Tuesday, 17 June 2025

'From way back in 1970' by Karen Walker

I zoom into the driveway one perfect summer Saturday. Windows down, Up Around The Bend cranked.

Old Mr. Weber appears on his porch, yelling, "I can hear you comin' miles away! The racket is rattlin' my bones"

I holler it's CCR.

He frowns. "Who?" A dark look for a sunny day.

"Creedence Clearwater Revival"

He shrugs.

"From way back in like 1970"

He says he voted for Nixon.

Mr. Weber lives next door in a bungalow lost in time and tall grass. He keeps the dirty windows closed and the yellowing drapes pulled. Except for my cat, no one visits.

"Mr. Weber", I say.

"What?"

"Get in."

I floor it into the song. We storm out of town. At a traffic light, the police wag a finger and girls in a convertible woo-hoo at the little white-haired man in my sunglasses. Fishtailing around a corner on a dirt road, Mr. Weber shouts, "Eat my dust!"

We stop for ice cream. He roars at my air-guitar. I howl at his chocolate moustache.

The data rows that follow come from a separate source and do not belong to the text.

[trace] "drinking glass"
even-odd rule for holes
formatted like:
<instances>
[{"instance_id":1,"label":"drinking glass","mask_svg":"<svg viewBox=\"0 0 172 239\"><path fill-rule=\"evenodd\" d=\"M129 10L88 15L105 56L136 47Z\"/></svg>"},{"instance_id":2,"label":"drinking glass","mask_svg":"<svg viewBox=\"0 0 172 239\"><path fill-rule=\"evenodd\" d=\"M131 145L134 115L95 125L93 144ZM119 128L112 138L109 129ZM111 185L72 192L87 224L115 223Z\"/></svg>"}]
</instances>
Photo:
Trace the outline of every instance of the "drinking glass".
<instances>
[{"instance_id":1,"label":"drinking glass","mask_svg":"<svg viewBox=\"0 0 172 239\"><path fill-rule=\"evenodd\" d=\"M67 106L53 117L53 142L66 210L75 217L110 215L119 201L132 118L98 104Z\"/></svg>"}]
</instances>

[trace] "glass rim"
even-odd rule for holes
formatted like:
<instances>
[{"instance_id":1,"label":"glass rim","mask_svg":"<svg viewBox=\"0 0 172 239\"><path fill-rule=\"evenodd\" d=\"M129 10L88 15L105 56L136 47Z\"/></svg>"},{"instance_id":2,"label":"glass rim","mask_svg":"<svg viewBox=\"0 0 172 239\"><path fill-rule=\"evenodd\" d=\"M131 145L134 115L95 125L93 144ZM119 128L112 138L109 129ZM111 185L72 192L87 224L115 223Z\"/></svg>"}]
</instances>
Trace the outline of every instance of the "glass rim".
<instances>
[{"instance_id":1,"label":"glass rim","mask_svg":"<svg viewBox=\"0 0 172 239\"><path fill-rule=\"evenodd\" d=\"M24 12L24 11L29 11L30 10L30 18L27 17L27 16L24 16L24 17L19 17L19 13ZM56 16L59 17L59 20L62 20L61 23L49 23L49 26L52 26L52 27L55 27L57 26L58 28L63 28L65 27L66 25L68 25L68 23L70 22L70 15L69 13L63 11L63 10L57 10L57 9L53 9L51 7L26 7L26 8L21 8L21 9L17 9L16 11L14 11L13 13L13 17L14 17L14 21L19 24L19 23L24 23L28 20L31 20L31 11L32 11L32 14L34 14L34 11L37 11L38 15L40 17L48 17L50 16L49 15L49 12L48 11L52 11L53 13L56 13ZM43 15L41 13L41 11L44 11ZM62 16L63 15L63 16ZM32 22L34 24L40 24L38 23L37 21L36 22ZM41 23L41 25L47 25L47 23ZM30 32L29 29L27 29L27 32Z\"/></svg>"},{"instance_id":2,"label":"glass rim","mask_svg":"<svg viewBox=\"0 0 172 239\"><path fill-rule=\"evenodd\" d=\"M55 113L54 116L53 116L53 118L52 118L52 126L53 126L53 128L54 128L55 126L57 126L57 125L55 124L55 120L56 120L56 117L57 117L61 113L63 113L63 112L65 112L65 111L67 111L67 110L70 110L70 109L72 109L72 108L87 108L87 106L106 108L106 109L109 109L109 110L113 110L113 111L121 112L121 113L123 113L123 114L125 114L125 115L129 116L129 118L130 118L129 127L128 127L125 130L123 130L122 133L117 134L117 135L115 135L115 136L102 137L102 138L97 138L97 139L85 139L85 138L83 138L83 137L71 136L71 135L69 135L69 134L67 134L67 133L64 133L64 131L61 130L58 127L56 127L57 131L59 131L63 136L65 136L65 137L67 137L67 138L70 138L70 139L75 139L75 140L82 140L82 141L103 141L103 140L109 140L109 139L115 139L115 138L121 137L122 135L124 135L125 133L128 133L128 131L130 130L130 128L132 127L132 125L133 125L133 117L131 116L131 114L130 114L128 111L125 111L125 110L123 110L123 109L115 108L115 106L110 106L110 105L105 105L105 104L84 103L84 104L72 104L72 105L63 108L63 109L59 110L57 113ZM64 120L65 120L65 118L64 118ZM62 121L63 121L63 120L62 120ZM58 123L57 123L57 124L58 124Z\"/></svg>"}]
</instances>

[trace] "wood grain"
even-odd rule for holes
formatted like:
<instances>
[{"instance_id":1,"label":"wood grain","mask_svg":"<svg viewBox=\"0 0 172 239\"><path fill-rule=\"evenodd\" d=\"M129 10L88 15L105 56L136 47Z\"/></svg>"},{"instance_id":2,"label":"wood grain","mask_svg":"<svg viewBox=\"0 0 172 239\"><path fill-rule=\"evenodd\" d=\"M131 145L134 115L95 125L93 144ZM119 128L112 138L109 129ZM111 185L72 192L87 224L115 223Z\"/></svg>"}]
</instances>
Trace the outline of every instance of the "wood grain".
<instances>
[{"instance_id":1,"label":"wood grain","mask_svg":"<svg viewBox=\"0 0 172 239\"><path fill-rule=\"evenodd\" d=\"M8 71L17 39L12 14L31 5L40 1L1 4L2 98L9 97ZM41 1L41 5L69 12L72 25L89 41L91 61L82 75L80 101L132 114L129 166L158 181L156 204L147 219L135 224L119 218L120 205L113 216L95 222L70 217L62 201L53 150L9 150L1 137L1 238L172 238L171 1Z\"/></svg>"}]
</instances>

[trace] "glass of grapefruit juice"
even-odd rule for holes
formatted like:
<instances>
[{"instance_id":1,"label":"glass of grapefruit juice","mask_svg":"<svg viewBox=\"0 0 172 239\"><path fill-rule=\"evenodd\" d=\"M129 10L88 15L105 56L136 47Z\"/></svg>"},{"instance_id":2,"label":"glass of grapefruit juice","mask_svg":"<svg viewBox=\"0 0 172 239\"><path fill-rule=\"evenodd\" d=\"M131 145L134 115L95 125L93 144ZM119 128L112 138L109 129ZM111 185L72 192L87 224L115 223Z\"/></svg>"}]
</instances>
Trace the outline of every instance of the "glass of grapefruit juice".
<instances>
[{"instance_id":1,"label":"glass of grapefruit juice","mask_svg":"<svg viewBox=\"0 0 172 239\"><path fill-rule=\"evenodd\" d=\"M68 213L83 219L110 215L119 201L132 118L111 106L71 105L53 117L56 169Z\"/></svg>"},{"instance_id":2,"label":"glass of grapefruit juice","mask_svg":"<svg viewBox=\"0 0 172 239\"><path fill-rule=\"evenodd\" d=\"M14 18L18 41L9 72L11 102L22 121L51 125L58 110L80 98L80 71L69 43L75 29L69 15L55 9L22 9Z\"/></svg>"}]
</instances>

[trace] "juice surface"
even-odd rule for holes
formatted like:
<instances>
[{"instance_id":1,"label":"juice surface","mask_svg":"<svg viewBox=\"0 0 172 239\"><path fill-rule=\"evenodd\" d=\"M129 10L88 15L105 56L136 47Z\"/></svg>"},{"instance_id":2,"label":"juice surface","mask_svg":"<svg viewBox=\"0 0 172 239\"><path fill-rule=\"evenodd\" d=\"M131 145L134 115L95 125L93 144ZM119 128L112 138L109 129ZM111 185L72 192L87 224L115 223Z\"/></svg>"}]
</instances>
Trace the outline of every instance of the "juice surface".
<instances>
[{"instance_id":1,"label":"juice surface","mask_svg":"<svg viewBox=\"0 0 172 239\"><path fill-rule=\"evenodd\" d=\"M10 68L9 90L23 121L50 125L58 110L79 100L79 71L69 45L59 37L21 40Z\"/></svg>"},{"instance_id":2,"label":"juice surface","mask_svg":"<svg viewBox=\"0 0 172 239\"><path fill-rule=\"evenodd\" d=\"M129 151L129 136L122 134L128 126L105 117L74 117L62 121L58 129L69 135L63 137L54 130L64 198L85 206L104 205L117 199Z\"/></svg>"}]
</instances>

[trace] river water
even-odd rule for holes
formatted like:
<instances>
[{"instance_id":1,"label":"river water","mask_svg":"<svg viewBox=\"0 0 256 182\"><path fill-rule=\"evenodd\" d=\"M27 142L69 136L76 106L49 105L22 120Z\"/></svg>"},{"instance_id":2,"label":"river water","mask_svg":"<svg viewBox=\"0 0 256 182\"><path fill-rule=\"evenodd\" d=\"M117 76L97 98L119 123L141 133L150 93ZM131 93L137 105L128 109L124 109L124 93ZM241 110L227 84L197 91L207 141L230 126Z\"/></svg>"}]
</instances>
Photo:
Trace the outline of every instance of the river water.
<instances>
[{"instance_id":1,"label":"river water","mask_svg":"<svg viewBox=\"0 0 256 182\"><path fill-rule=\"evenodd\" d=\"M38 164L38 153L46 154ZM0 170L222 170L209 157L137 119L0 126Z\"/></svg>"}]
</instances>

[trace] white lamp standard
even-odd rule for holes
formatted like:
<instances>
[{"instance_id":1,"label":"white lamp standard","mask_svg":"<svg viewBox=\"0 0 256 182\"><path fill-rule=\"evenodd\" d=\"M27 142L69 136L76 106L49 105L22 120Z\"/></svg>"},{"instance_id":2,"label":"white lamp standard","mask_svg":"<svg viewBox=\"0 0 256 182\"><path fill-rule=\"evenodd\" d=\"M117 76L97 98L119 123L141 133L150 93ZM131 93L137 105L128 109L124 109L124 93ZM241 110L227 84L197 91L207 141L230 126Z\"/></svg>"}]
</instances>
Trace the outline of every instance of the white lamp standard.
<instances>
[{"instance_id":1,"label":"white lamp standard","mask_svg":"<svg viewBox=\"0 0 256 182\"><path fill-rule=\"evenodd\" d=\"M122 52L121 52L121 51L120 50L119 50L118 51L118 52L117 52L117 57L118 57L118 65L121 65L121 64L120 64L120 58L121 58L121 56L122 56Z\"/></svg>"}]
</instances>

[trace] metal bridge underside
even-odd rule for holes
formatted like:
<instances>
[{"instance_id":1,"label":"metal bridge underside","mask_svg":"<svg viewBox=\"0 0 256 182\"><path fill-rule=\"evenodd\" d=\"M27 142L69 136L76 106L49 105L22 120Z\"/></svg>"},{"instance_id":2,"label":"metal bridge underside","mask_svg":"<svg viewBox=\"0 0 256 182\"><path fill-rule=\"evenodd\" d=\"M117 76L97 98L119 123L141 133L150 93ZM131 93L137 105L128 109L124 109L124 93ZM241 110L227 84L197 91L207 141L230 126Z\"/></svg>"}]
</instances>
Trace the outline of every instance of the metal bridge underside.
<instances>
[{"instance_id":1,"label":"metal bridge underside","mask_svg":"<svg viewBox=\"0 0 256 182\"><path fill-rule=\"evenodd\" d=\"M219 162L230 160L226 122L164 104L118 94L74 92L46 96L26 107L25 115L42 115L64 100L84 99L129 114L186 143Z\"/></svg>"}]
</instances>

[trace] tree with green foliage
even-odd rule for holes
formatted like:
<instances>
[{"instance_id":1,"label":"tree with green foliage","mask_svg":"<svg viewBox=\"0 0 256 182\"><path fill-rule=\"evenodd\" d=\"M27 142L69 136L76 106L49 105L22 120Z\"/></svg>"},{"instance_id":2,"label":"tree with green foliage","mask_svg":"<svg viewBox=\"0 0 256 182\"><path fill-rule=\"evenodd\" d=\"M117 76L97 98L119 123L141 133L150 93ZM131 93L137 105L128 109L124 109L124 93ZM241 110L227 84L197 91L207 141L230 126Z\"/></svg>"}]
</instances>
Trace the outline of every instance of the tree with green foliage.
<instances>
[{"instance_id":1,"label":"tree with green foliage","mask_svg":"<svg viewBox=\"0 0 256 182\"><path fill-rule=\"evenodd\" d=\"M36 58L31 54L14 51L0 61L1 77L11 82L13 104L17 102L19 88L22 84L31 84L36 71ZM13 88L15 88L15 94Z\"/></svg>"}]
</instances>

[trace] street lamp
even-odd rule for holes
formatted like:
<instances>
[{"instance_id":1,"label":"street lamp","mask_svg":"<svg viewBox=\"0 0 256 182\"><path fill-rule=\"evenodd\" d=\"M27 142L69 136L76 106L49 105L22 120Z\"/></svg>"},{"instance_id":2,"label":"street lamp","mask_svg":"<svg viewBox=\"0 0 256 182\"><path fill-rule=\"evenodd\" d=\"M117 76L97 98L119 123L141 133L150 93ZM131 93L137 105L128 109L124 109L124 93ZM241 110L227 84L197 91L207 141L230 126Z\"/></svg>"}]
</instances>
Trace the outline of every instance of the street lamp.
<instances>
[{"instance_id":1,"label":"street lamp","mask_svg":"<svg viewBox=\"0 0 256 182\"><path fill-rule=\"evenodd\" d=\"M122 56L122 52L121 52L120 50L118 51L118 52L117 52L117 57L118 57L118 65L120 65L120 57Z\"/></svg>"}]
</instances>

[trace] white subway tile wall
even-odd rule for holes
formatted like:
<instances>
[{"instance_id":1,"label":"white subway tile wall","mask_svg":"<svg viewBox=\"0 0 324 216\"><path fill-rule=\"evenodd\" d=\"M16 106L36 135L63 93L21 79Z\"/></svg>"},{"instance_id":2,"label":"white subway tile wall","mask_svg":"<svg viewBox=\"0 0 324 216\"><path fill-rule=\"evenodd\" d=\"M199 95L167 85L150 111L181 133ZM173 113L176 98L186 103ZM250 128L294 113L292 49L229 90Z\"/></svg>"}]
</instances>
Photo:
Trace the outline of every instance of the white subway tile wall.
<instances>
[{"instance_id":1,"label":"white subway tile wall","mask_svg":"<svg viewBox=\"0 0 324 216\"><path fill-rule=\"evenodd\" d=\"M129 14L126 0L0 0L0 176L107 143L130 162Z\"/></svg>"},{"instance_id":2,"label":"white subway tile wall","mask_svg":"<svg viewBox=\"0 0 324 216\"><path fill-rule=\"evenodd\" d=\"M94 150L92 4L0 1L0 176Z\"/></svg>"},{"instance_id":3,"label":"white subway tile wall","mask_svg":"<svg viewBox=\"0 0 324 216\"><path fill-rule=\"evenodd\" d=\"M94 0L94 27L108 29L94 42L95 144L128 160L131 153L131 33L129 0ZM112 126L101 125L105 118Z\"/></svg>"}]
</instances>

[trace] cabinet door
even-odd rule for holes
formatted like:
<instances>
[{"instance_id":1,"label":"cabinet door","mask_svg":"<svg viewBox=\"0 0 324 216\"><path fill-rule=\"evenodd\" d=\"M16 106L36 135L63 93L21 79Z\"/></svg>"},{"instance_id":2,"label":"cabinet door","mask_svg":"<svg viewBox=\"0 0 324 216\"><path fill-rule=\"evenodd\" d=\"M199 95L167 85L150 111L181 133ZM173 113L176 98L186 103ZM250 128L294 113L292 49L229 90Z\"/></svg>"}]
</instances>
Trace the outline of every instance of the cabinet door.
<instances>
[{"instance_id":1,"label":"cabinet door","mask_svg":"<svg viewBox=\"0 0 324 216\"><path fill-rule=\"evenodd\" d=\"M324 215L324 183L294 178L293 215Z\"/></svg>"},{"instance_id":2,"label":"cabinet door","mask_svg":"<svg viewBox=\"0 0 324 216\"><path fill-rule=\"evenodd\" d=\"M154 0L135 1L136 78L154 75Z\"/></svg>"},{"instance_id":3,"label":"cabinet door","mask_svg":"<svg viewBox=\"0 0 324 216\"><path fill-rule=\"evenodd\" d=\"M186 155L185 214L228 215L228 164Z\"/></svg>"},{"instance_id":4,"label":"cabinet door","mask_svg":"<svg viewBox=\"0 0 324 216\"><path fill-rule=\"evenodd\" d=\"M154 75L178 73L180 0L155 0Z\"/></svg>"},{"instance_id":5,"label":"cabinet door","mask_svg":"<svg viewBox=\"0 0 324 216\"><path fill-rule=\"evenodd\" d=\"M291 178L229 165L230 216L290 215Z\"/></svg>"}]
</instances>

He tells me about his bad heart, how long the years have been since he lost his wife.

I teach him the lyrics to CCR's song, but he makes up his own; something about his Betty and a Chev, and how there was celestial motion one night.

Helping him to his door, I promise we'll go on another road trip.

We never do. Don't see him through August and in September, a for sale sign suddenly appears out front of his house.

May there be eternal summer wherever Mr. Weber went. May he be singing his own Up Around The Bend to his Betty.